TEXAS BOOK FESTIVAL SKETCHBOOK

Sunday, November 4th, 2007

Yesterday Meg and I went to the Texas Book Festival. We were hoping to catch Shalom Auslander at the book signing tent, but he didn’t show up, so we walked downtown and got some Jimmy Johns and ate it on the lawn of the capital. Beautiful day. We finished up lunch and went to the House Chamber (which is pimped out beyond belief with the most comfortable leather chairs I’ve ever sat in) to listen to Tom Perrotta read:

TOM PERROTTA AT THE TEXAS BOOK FESTIVAL

After that, we went to see the always-fantastic-certified-genius George Saunders:

GEORGE SAUNDERS AT THE TEXAS BOOK FESTIVAL

That last panel is a response to a (kinda lengthy) question I asked in the Q & A: “You’ve written about Charles Schulz and Peanuts before. David Michaelis’s new biography questions whether Schulz was as good of a family man as we’ve been led to believe. You strike me as a genuine family man, and I detect the great theme of work vs. family in your writing. So what do you think is the relation between being a good artist and being a great family man, and which do you think is more important?”

That night, we walked downtown to see a screening of Little Children at the newly-reopened Alamo Ritz. I love Tom Perrotta, but he really seemed uncomfortable in the setting:

TOM PERROTTA AT THE ALAMO DRAFTHOUSE

All in all, it was a great day.

THAT ONE ODD DETAIL…THE ONE THING THAT ISN’T TYPICAL

Sunday, October 7th, 2007

George Saunders on significant details [via]:

“I remember reading somewhere in Hemingway—I think it’s in one of his stories—where a character who’s a writer is talking to his son, and he tells the kid a trick about description. He says: when you go to a Cuban marketplace, your first instinct is to catalog everything you see, especially the stuff that’s typical of a third-world market place. But his advice is to find the one thing that isn’t typical. The example he uses is of a cockfight, where one of the handlers is literally putting the chicken’s head in his mouth and blowing into the chicken, which—not surprisingly—enrages the chicken. And when you get that one odd detail, the whole marketplace will spring up in the reader’s mind. All of the commonplace things—you know, the stalls, the dirt path, the dead pigs and so on—will be supplied by your mind.”
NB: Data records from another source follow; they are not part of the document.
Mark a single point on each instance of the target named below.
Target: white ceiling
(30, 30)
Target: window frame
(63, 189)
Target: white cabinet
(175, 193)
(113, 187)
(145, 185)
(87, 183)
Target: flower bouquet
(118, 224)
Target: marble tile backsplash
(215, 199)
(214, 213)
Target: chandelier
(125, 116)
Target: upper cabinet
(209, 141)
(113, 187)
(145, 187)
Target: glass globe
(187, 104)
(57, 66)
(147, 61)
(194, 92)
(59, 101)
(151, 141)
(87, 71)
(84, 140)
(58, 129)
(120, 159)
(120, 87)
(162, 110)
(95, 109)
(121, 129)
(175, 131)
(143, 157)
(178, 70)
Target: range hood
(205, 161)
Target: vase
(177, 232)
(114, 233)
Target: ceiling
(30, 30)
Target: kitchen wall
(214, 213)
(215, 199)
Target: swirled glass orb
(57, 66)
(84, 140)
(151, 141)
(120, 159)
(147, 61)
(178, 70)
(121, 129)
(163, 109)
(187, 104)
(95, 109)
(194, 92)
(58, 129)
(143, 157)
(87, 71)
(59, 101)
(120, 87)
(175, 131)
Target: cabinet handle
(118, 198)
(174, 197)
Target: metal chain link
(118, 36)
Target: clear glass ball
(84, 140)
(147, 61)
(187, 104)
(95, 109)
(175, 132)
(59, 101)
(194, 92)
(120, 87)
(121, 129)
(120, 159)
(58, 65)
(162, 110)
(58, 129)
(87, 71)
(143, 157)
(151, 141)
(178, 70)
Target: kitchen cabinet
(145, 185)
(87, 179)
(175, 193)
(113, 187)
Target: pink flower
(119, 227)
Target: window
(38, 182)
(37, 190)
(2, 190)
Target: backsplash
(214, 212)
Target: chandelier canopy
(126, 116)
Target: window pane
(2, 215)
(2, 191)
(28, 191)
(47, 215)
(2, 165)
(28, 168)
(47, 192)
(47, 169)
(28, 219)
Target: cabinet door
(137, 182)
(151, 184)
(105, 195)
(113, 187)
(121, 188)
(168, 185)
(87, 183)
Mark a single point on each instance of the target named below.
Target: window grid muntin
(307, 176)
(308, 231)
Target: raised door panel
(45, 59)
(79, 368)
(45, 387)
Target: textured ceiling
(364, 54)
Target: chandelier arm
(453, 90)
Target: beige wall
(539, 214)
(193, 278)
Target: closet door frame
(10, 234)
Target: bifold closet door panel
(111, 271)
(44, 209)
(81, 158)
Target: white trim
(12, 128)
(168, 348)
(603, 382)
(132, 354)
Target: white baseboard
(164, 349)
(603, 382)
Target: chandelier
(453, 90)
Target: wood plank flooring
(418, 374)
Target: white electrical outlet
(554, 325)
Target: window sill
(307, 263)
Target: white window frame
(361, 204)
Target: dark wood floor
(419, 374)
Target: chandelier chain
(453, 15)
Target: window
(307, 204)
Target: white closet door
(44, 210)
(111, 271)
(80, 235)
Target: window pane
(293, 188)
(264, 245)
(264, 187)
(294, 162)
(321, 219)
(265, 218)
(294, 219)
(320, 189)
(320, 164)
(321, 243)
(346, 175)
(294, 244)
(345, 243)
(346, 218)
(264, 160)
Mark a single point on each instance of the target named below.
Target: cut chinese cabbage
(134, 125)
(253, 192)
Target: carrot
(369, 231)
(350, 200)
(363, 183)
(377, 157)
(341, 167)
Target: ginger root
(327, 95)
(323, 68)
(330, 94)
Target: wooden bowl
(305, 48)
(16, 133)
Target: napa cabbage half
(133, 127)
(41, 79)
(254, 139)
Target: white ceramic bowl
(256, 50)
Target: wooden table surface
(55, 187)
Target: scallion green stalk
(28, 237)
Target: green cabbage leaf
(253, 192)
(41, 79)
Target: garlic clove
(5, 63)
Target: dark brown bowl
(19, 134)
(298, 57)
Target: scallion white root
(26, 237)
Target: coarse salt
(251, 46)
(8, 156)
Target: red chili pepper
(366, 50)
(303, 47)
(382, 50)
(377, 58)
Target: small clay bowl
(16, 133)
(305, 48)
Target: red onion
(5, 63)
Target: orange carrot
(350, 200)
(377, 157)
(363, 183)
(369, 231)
GEORGE SAUNDERS WAS ON LETTERMAN LAST NIGHT

Friday, September 7th, 2007

george saunders on letterman

It was so bizarre watching him. Dave’s got great taste. (And George a good publicist, probably.) I’m just glad we got to meet him before all this “breakout tour” madness. Nicest, sweetest guy in the world. And brilliant. My favorite bit was when GS was talking about his past work experiences, how he was trying to live out his romantic, Hemingway-esque idea of working “lowly jobs,” like convenience store clerk, roofer, knuckle-puller in a slaughterhouse…

Letterman: But one learns from experiences that way, right?

Saunders: One does…don’t be an idiot!

And “Old Turkey Buzzard” cracks me up every time.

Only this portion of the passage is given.